Dans son échange sur le réalisme littéraire avec l'écrivain espagnol José Manuel Farjado, lors du Benengeli 2022*, Ken Bugul, de son vrai nom Mariétou Mbaye, raconte comment elle s'est lancée dans l'écriture en dévoilant l'histoire à partir de laquelle son aventure d’écrivain a véritablement démarré. Elle précise aussi comment Boubacar Boris Diop y a participé peu ou prou.
C'est avec «La folie et la mort» que Ken Bugul s'est vraiment sentie en confiance pour poursuivre l'écriture et a décidé de poursuivre l'écriture. Elle signait d’ailleurs réellement son entrée dans la fiction parce que son aventure littéraire a commencé avec des romans autobiographiques.
Les premières publications de Ken Bugul sont une trilogie composée de «Le baobab fou», «Riwan ou le chemin de sable» et «Cendres et Braises». Selon elle, cette trilogie était écrite dans une démarche plutôt thérapeutique que dans un projet purement littéraire.

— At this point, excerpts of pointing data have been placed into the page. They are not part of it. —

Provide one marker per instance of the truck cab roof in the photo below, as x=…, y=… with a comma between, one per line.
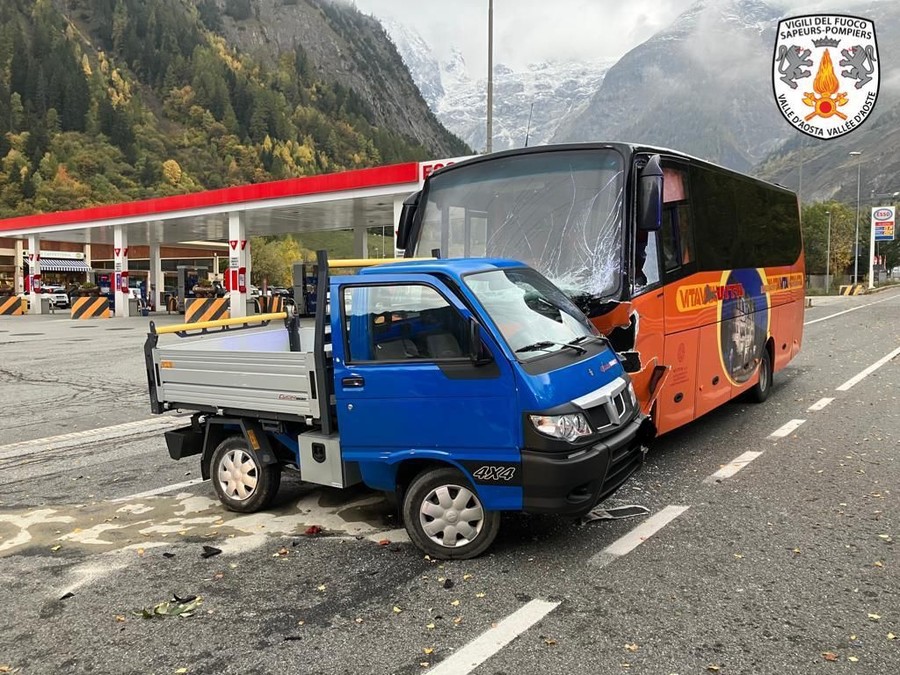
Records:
x=455, y=267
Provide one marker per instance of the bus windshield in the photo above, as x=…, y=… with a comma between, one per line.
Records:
x=558, y=211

D’ailleurs après ces premières publications, la célèbre écrivaine voulait tout simplement ranger calepin et stylo, estimant avoir atteint son objectif, avoir réussi à se soigner. Partant, elle ne trouvait pas vraiment opportun de poursuivre l’aventure.
Mais par défi, elle reprend sa plume et elle publie « La folie et la mort» après avoir été titillée par Boubacar Boris Diop. En effet, sa trilogie avait été bien apprécié par ce dernier. Mais Ken Bugul l’a assuré qu’elle n’est pas écrivain et qu’elle prévoyait d’ailleurs d’arrêter.
Boubacar Boris Diop lui dit alors si elle préférerait aller acheter les ingrédients de cuisine à vendre plutôt qu’à s’investir dans l’écriture dont elle a déjà le talent. La romancière décidée alors de relever ce défi avec «La folie et la mort».
Après ce roman réaliste, elle s’est mise à fond dans l’écriture et n'a plus pensé à renoncer. Bien au contraire. Ken Bugul est à plus d’une dizaine de romans. «Le trio bleu» est son onzième livre et elle travaille sur son dernier ouvrage.
NB : *Benengeli est la semaine internationale des lettres du monde francophone.